# site idea need feedback



## Tux (Apr 3, 2009)

I have a site idea I came up with and am toying with right now, basically I am going to create a site to catalog all the scientific information I can find on various reptiles and climates. As many of you know I love facts, I love proof....heck I love science and the lack of scientific evidence and information provided by most posters on EVERY forum is astounding. My goal will be to simply give everyone a single reference point for solid scientific evidence about reptiles and reptile related topics.

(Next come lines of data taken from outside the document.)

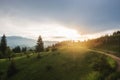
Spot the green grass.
[0,47,115,80]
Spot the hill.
[0,47,119,80]
[0,36,57,48]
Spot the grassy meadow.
[0,46,118,80]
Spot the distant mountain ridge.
[0,36,57,48]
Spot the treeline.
[83,31,120,52]
[48,31,120,56]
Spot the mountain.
[0,36,57,48]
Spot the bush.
[0,71,3,80]
[37,53,41,59]
[7,61,18,77]
[46,65,53,71]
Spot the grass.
[0,47,115,80]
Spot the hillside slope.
[0,47,118,80]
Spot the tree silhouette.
[0,34,7,57]
[36,36,44,53]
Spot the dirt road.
[89,49,120,71]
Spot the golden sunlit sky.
[0,0,120,41]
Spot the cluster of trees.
[0,35,13,59]
[0,35,44,80]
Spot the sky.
[0,0,120,41]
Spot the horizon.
[0,0,120,41]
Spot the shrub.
[7,61,18,77]
[37,53,41,59]
[46,65,53,71]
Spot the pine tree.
[36,36,44,53]
[0,34,7,57]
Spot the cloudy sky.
[0,0,120,40]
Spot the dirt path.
[89,49,120,71]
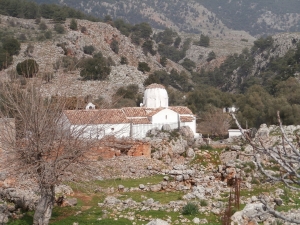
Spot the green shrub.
[80,26,87,33]
[80,54,111,80]
[182,202,199,215]
[44,30,52,39]
[120,56,128,65]
[83,45,95,55]
[160,56,167,67]
[70,18,78,30]
[138,62,150,73]
[200,199,208,206]
[110,39,119,54]
[39,21,48,30]
[2,37,21,55]
[54,24,65,34]
[206,51,216,62]
[16,59,39,78]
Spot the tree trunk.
[33,186,55,225]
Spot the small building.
[64,84,198,139]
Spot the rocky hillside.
[35,0,300,36]
[0,16,254,99]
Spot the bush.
[70,18,78,30]
[110,39,119,54]
[0,47,13,70]
[206,51,217,62]
[120,56,128,65]
[45,30,52,39]
[39,21,48,30]
[160,56,167,67]
[80,54,111,80]
[197,34,210,47]
[16,59,39,78]
[2,37,21,55]
[138,62,150,73]
[18,33,27,41]
[182,202,199,215]
[36,34,46,41]
[200,199,208,206]
[81,26,87,33]
[83,45,95,55]
[181,58,196,72]
[54,24,65,34]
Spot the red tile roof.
[129,117,151,124]
[64,109,129,125]
[64,106,193,125]
[169,106,194,115]
[146,83,166,89]
[122,107,147,117]
[180,116,194,122]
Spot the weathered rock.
[231,203,268,225]
[63,198,78,206]
[185,148,195,158]
[274,198,283,206]
[147,219,169,225]
[0,188,39,210]
[150,184,161,192]
[256,124,270,140]
[55,184,74,195]
[161,124,172,131]
[104,196,121,205]
[193,217,200,224]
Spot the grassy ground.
[8,149,300,225]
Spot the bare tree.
[0,82,93,225]
[231,111,300,224]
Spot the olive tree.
[0,81,94,225]
[231,111,300,224]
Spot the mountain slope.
[35,0,300,36]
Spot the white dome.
[143,84,169,108]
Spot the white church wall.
[180,120,199,137]
[71,123,130,139]
[152,109,178,124]
[143,88,169,108]
[132,122,178,139]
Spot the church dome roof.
[146,83,166,89]
[143,83,169,108]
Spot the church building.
[64,84,198,139]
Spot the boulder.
[104,196,121,205]
[161,124,172,131]
[63,198,77,206]
[185,148,195,158]
[150,184,161,192]
[231,203,270,225]
[147,219,169,225]
[55,184,74,195]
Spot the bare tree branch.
[231,111,300,224]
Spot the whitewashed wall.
[152,109,178,123]
[71,123,130,139]
[180,119,199,138]
[228,129,242,137]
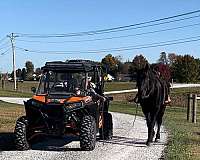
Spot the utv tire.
[80,116,96,151]
[99,112,113,140]
[14,116,30,151]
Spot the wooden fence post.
[192,94,197,123]
[187,94,192,121]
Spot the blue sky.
[0,0,200,72]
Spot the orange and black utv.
[15,60,113,150]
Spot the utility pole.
[8,33,17,91]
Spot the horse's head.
[137,64,153,99]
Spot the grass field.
[110,102,200,160]
[0,82,200,160]
[0,102,200,160]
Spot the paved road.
[0,113,167,160]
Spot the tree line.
[5,52,200,83]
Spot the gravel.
[0,113,167,160]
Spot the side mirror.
[31,87,36,93]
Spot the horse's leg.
[155,106,166,142]
[146,111,158,146]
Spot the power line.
[0,37,7,43]
[17,23,200,44]
[0,45,10,51]
[15,10,200,38]
[0,48,11,55]
[16,36,200,54]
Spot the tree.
[173,55,199,83]
[25,61,34,80]
[168,53,176,66]
[101,54,119,77]
[158,52,168,64]
[35,68,42,76]
[35,68,42,80]
[21,68,26,80]
[121,62,132,74]
[25,61,34,73]
[16,68,22,79]
[129,54,148,80]
[152,63,171,82]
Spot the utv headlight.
[65,102,83,110]
[31,101,42,107]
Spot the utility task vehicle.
[15,60,113,150]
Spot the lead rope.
[133,103,139,127]
[100,100,105,146]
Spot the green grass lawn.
[110,102,200,160]
[0,102,200,160]
[0,82,200,160]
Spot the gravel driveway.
[0,113,167,160]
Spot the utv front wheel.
[14,116,30,151]
[80,116,96,151]
[99,112,113,140]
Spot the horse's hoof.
[146,142,152,147]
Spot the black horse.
[137,64,168,146]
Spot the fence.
[187,94,200,123]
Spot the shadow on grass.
[0,132,15,151]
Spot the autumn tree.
[129,54,148,80]
[101,54,119,77]
[25,61,34,80]
[173,55,199,83]
[158,52,168,64]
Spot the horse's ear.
[144,63,150,71]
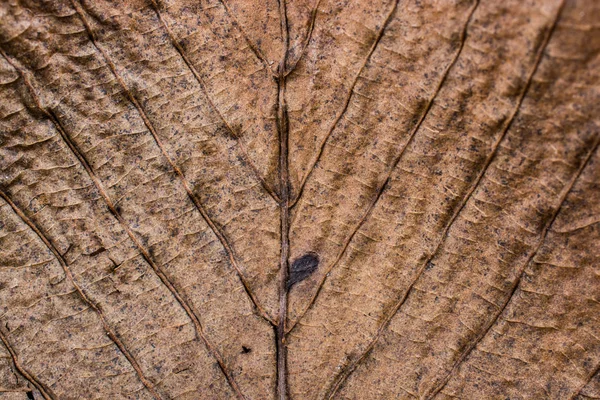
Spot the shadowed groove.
[0,191,162,399]
[0,329,56,400]
[289,0,400,208]
[275,0,290,400]
[284,0,321,77]
[71,0,274,324]
[327,0,565,399]
[0,48,245,399]
[150,0,281,203]
[426,135,600,400]
[288,0,479,332]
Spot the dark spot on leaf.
[90,247,106,257]
[287,253,319,290]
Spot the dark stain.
[90,247,106,257]
[287,252,319,290]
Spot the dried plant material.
[0,0,600,400]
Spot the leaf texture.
[0,0,600,400]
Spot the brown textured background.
[0,0,600,400]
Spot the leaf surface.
[0,0,600,400]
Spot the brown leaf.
[0,0,600,400]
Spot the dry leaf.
[0,0,600,400]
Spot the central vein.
[276,0,290,400]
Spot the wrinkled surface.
[0,0,600,400]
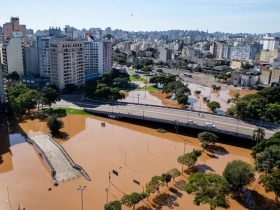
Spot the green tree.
[264,103,280,123]
[197,131,218,149]
[252,128,265,144]
[223,160,255,193]
[207,101,221,112]
[6,71,20,82]
[251,132,280,158]
[42,85,60,107]
[177,152,198,169]
[104,200,122,210]
[161,173,172,187]
[121,192,145,209]
[185,173,229,210]
[146,176,161,195]
[47,116,63,135]
[256,145,280,173]
[176,93,189,105]
[261,168,280,202]
[64,84,77,93]
[142,66,152,72]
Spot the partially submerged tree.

I am going to gather as much information as I can myself but their may come a time when I need someone to scan an old article from reptiles mag or provide any scientific studies they have or whatnot, anyway what do you guys think?


----------



## crimsonrazac (Apr 3, 2009)

It would be nice if you could get accuate info. I think it would take quite a while to get all the info for multiple speicies.


----------



## Tux (Apr 3, 2009)

Yes it will take a great deal of effort on my part to get all the scientific studies to put on the site and to keep updating the site but I want this not only for everyone out there to be able to reference but also for my own needs of being able to reference solid sources when posting and writing. The point is that it will be a resource for scientific studies and articles which are accurate and verifiable unlike your typical care sheet or blog post.


----------



## dragonqueen4 (Apr 3, 2009)

sounds like a good idea to me... :app go for it, i'll be your sites #1 fan :-D


----------



## ashesc212 (Apr 4, 2009)

That's a great idea. Let us know what you need.


----------



## Suzanne (May 26, 2009)

I think it's a good idea. There is a lot of misinformation out there especially when it come to reptiles. I think you should do it.


----------